Virtual kernels are kernels tuned to run as guests in virtual machines. This may or may not include specific performance tweaks (I didn't check). What it does though is radically reduce kernel size by excluding drivers that are not commonly found inside VMs. The size is more in the range of ~30-40MiB instead of over 100MiB. This makes kernel updates quicker and frees some storage space. Ubuntu packages those under linux-image-virtual.
sudo apt-get install linux-image-virtual sudo apt-get purge linux-image-.*-generic sudo apt-get autoremove
Note that this installs the linux-image-virtual specifically, not the broader linux-virtual which would also include the headers that go with that kernel version. When not compiling any kernel modules, these headers aren't really needed and can therefore be left out for further reduced disk space and update overhead.
Since the disk is virtualized, using a spindle specific disk scheduler doesn't really make sense. The hypervisor, the host OS or the host storage controller will already do the scheduling, so no need to duplicate any work and waste CPU resources. See the section in the host configuration for how to switch the elevator permanently.
When moving the VM around, changing from one virtualization solution to another or simply switching emulated NIC models, it can happen that the MAC address of that virtual NIC changes. If the guest isn't specifically configured to handle this, it may not bring up the new interface rendering the VM unreachable. You can see this by boot messages like "waiting for network configuration" and eventually something along the lines of "booting without network".
If you disabled graphical output and did not configure an otherwise reachable interface (like a serial TTY) you will have to enable some means to interact with the guest. One possibility is configuring VNC as mentioned in the section about graphics output. This is convenient as it allows you to tunnel the connection through SSH.

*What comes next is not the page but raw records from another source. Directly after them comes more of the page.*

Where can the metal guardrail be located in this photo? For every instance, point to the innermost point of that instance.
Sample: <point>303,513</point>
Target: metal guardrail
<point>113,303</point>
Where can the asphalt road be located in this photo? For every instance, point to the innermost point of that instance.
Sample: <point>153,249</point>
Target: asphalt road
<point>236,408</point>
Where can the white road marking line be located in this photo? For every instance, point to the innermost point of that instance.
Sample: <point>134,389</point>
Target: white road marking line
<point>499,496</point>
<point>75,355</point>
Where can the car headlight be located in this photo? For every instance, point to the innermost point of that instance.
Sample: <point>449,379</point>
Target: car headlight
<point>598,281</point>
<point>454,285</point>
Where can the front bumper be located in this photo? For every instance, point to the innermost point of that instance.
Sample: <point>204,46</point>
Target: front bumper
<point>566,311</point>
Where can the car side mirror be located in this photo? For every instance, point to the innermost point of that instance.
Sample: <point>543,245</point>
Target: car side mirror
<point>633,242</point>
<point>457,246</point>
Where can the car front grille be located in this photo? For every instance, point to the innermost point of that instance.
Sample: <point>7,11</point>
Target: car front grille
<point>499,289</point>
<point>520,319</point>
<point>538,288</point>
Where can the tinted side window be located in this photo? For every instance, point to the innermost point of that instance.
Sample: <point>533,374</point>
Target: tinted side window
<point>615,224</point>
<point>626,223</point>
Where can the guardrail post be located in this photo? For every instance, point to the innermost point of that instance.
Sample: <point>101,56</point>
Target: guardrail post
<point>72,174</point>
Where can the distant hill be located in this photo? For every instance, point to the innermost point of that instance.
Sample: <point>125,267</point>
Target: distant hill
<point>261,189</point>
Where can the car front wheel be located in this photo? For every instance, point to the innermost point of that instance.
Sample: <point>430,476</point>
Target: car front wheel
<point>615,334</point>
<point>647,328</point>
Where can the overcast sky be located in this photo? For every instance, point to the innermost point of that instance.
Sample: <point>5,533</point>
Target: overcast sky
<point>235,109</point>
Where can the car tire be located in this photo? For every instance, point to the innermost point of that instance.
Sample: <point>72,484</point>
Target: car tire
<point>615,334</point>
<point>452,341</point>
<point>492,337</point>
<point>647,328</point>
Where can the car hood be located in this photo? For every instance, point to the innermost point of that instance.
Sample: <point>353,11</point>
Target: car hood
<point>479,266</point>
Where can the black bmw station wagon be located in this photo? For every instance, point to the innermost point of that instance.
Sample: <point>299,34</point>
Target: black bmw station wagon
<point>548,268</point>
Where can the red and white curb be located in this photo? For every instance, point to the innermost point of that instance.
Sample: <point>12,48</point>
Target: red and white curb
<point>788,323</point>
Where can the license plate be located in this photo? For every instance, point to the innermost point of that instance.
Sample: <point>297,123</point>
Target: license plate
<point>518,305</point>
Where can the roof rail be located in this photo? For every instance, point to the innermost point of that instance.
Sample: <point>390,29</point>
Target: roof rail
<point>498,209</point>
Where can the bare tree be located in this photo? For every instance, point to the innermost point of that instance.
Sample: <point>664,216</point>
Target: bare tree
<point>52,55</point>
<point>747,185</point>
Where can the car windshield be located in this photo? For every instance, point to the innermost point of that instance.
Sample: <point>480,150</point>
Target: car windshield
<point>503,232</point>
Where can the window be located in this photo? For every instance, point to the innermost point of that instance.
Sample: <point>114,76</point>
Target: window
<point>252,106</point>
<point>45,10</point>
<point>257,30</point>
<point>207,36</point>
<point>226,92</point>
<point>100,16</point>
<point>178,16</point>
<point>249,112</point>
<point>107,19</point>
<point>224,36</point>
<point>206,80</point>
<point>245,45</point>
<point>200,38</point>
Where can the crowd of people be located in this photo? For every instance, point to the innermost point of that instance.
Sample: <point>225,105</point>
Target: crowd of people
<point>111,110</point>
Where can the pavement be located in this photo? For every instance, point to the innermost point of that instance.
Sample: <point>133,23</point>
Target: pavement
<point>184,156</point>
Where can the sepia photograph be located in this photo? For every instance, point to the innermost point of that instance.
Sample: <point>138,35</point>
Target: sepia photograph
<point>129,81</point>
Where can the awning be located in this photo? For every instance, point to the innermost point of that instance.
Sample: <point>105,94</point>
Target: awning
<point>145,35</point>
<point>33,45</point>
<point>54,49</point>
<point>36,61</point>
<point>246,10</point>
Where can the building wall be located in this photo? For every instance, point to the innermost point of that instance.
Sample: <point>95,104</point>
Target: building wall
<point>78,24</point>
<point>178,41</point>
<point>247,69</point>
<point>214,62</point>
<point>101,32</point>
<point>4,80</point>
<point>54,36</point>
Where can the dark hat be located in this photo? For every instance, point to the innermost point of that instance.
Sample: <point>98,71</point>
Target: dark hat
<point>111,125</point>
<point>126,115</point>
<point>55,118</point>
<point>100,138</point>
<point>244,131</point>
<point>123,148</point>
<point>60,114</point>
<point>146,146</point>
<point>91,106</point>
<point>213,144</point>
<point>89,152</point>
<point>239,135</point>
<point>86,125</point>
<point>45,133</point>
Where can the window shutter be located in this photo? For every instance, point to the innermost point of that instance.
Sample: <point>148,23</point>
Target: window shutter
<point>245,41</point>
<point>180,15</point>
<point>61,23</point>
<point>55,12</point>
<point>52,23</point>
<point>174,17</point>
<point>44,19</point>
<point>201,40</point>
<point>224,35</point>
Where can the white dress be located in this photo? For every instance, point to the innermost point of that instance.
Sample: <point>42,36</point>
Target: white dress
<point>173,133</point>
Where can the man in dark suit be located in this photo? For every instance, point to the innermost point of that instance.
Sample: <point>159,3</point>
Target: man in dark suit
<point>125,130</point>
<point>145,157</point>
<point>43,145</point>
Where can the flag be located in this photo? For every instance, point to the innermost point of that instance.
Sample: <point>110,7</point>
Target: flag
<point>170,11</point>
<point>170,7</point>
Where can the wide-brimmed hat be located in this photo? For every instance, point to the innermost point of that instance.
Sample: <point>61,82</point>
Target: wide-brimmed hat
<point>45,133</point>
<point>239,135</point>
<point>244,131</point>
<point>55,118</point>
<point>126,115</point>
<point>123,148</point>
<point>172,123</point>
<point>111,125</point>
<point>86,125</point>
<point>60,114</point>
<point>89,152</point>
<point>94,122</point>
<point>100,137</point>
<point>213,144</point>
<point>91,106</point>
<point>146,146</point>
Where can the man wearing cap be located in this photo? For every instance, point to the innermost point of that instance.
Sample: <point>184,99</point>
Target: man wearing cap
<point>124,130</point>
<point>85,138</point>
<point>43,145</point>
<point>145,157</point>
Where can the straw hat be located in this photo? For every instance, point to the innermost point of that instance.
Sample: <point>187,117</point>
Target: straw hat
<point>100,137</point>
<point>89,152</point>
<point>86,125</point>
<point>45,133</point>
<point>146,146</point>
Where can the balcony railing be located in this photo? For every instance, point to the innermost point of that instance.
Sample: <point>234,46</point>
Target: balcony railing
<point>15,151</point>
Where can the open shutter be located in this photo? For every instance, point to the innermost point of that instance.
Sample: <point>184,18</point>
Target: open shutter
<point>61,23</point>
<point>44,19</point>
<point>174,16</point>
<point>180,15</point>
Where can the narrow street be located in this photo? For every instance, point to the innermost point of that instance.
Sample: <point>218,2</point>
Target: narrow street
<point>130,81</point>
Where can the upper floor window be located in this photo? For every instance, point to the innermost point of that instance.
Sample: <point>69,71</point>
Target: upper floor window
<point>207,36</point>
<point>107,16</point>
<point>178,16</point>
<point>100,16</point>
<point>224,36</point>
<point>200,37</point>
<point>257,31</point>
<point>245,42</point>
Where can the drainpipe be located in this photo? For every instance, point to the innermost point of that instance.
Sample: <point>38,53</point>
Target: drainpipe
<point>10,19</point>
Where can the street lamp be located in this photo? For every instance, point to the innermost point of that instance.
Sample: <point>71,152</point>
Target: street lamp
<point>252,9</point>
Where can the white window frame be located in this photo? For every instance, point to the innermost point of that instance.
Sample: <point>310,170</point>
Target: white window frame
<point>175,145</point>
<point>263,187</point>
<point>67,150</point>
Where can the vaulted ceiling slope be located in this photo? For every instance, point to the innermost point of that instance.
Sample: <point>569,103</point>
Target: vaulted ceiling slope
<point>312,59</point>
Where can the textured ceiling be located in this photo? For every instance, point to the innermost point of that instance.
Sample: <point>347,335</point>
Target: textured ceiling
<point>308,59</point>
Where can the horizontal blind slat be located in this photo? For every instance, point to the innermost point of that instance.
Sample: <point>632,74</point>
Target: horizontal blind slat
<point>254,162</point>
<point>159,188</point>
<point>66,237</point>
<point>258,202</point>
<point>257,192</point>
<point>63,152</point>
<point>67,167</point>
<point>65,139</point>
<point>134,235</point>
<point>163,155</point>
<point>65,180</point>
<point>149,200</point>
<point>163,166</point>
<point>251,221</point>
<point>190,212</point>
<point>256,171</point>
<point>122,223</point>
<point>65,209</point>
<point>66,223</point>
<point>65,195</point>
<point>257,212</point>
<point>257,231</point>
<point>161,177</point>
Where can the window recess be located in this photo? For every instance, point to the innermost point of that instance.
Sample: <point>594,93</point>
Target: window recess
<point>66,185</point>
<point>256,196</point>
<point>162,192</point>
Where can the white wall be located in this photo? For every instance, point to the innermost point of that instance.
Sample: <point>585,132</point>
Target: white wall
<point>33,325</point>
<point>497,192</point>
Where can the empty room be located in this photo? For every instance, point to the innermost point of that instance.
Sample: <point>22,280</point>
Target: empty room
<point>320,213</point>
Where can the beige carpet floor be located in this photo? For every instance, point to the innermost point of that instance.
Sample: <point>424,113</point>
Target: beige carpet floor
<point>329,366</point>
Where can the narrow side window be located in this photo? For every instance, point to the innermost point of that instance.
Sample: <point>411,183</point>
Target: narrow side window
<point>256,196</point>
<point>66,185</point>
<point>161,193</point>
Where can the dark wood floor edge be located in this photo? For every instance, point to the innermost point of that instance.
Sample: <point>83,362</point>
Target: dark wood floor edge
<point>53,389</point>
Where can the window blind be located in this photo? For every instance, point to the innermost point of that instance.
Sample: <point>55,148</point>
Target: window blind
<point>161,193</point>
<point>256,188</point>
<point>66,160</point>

Once logged into the guest, check for network interfaces:
If an unexpected interface (like eth1 instead of eth0) shows up, then there are two options. You could change the interface config in /etc/network/interfaces to include configuration for the new interface:
auto eth1 iface eth1 inet dhcp
But this will still cause the above mentioned messages during boot and it will delay startup of services by over a minute. This is due to the DHCP on the original, no longer present, interface having to time out first. Instead you should simply adjust the udev rules that create the interfaces:
sudo vim /etc/udev/rules.d/70-persistent-net.rules
Remove the section that creates interfaces for any non-existing MAC address and renumber the interface names accordingly so that you get (just) an eth0 for the existing virtual MAC address.